More women are becoming partners in venture capital firms today, likely having a better understanding of products created by or marketed to women, and who may in turn network with more women entrepreneurs and technologists. However, some experts suggest that the historic bias toward male founders for venture capital funding has contributed to an ongoing, pervasive culture that is permissive of sexism.
“High-tech companies, with their ideology of the ‘new economy,’ effectively gutted modern, well-organized HR departments—the sort of stuff that big companies were doing,” Misa says, pointing to the issues that women have had in Silicon Valley with making gender-harassment complaints to their start-ups’ HR departments. “Universities, foundations, government agencies like the National Science Foundation, and professional organizations like the ACM [Association for Computing Machinery] have all been doing sensible things in their control. Tech companies, if they wanted to, could do far more.”
Women in computing today
Compared with established STEM fields, computing is still a relatively new industry that finds itself continuing to be impacted by the societal biases that shaped the industry in the 1980s. In 2012, research funded by the National Science Foundation found that women who left engineering jobs were more likely to quit because of an uncomfortable work environment than for any other reason, including the need to spend more time with children and family.
By 2016, not only was the percentage of women majoring in computer science low, but the attrition rate for women in tech was more than twice as high as it was for men, according to the NCWIT. While progress is being made today throughout the industry to encourage more women and nonbinary people to pursue and advance in computing careers, change remains slow.
According to diversity statistics released by tech companies, from 2014 to 2019, the gender ratio of Google’s tech workforce changed from 83.4% male to 77%. Similarly, both Apple and Microsoft saw only a 3% overall increase in the percentage of women in their technical workforces.

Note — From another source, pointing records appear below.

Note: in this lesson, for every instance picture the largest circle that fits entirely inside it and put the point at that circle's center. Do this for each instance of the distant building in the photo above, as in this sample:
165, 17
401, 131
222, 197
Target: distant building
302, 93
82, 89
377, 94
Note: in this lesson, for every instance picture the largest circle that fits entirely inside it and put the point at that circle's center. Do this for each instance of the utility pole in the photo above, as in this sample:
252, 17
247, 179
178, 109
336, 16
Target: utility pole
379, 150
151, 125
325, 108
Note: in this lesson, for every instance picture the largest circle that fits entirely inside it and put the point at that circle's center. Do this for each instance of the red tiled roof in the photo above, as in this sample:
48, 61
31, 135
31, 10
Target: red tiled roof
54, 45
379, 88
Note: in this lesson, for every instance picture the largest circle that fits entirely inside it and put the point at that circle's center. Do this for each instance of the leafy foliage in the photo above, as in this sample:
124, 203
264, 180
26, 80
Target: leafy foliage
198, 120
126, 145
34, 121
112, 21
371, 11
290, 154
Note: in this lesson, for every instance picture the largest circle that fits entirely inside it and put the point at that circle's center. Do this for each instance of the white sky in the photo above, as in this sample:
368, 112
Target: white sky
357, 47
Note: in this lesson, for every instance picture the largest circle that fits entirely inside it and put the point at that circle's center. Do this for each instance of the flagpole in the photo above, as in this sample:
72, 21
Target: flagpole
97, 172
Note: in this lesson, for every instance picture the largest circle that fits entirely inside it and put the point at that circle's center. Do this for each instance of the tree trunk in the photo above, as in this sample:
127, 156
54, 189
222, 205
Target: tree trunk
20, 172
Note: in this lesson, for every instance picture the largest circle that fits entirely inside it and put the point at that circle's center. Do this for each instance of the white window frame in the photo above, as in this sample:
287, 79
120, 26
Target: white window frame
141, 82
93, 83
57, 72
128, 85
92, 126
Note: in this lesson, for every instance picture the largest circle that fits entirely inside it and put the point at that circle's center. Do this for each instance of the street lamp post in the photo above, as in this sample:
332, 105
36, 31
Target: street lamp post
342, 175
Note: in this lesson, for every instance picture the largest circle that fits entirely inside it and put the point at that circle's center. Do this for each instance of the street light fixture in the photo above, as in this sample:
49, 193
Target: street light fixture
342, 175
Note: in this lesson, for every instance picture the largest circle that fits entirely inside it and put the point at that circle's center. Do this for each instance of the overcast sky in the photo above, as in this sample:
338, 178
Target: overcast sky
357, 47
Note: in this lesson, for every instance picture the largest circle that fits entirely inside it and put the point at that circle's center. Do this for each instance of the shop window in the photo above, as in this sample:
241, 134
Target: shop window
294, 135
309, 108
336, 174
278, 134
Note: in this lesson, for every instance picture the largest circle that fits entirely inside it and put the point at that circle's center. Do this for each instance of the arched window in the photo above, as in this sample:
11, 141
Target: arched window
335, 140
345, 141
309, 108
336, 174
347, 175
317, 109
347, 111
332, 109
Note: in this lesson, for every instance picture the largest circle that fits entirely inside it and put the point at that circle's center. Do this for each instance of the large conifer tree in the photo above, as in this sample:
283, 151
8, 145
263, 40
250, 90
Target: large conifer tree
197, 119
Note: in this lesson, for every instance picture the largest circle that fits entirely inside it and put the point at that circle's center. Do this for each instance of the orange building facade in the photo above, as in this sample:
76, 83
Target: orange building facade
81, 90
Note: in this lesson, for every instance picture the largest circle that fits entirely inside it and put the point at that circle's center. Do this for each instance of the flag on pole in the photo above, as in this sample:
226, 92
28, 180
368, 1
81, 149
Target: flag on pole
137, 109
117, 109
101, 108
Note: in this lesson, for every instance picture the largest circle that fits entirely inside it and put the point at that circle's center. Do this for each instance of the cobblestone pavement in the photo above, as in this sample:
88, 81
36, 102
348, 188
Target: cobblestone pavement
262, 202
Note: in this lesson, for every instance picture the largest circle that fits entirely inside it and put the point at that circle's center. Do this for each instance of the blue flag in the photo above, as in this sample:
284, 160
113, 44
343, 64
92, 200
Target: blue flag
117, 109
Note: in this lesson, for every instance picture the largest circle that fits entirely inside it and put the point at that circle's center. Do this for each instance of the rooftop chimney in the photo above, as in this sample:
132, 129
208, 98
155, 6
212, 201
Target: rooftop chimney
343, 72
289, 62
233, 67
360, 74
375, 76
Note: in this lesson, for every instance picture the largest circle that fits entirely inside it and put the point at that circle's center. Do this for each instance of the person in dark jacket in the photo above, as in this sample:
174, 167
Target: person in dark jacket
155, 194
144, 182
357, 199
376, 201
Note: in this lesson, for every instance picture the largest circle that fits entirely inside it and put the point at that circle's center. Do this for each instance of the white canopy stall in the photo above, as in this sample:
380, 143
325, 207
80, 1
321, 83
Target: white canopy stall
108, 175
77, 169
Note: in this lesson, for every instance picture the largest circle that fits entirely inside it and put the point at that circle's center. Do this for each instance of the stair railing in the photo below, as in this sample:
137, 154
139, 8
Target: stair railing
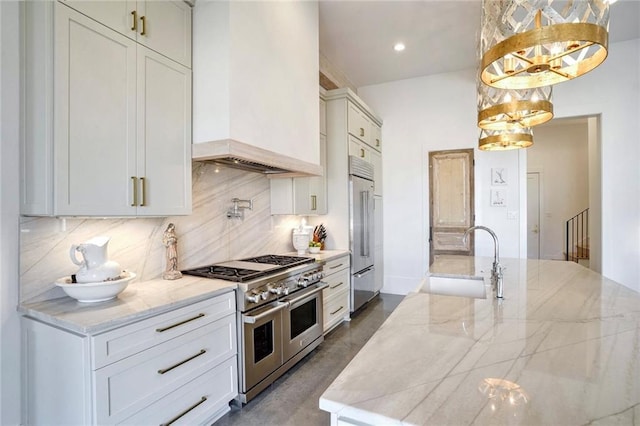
577, 232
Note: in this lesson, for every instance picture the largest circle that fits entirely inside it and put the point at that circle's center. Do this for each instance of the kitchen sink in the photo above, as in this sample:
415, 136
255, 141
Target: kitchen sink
454, 285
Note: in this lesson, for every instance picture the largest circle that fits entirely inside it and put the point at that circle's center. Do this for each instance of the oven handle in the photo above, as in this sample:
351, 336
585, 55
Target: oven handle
321, 286
252, 319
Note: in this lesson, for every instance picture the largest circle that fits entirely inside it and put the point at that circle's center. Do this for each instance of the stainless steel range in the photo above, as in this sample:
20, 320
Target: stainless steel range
279, 305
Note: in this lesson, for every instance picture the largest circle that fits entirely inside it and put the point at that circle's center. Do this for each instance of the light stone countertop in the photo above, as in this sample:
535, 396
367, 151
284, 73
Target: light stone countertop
323, 255
138, 301
562, 348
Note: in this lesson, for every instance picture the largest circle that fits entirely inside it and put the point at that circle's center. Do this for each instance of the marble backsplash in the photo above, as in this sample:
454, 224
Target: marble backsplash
204, 237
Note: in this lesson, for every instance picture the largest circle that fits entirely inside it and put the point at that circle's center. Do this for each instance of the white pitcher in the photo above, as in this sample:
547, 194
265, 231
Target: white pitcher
94, 266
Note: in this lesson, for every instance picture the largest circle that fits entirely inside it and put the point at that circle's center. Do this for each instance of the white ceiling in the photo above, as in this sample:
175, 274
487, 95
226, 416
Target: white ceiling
357, 37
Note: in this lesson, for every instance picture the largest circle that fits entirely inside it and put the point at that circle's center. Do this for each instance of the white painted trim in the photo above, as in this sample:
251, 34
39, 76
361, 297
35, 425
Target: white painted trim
10, 135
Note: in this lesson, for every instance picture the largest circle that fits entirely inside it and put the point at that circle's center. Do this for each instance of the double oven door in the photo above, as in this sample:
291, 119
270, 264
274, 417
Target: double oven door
275, 333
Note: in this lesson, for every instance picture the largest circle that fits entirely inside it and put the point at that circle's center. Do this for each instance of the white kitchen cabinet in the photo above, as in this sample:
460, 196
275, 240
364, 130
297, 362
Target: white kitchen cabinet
359, 149
180, 365
344, 108
303, 195
119, 141
164, 26
336, 295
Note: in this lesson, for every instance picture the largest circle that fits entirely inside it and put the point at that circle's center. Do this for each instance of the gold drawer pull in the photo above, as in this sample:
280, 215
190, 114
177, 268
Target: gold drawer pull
144, 202
134, 182
144, 25
166, 370
160, 330
337, 310
176, 418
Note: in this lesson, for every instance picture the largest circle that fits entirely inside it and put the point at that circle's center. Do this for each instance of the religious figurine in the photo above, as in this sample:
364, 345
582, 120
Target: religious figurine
170, 241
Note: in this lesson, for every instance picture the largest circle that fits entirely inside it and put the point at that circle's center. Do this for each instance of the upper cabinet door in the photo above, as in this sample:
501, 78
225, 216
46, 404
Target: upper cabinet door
95, 117
120, 16
161, 25
164, 135
165, 26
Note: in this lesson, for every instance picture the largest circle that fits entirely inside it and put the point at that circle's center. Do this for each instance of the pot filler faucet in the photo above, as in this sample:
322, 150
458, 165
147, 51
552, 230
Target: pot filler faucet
496, 270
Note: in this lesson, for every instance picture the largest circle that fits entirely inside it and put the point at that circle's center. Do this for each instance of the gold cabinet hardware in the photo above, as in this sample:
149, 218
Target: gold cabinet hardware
144, 192
184, 361
169, 327
176, 418
337, 310
134, 182
144, 25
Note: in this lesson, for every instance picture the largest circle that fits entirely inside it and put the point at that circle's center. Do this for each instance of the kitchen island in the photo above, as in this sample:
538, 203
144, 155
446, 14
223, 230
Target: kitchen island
562, 347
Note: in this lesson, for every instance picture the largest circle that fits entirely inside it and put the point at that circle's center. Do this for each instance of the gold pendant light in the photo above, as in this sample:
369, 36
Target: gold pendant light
534, 43
505, 109
502, 140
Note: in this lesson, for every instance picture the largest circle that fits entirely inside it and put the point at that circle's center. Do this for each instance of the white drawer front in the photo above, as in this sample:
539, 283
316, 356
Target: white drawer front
336, 265
358, 123
125, 387
131, 339
338, 283
200, 401
335, 310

Projections from the US Bureau of Labor Statistics estimate that, from 2018 to 2028, industry demand for software engineers will grow by 21%, which is faster than the average for all occupations. Yet, according to NCWIT data, only 20% of computer- and information-science bachelor-degree recipients in 2018 were women.
Transformations are already underway throughout the computing industry to create a future workforce representative of technology’s diverse end users. There has been a growth in organizations dedicated to mentoring diverse students in computer science, with examples including The Grace Hopper Program: Coding Bootcamp and Black Girls Code, as well as professional groups that are supportive of women in tech, such as Women Who Code and Ladies of Code. Tech companies are offering generous parental leave benefits that can help to retain women employees in the US, a country that is among the few nations that does not mandate paid leave for new parents. And according to data published by Harvard Law School’s US Board Diversity Trends in 2019, more women are becoming executive board directors across all sectors, with newer appointees often having a background in technology; they, in turn, can influence businesses’ internal culture as well as future industry opportunities.
For a new generation of technologists, “people must see themselves represented in their desired career fields,” says Rhiannon Little-Surowski, founder of coding boot camp WP Code Camp. Women, she says, must “have models with whom they can identify.”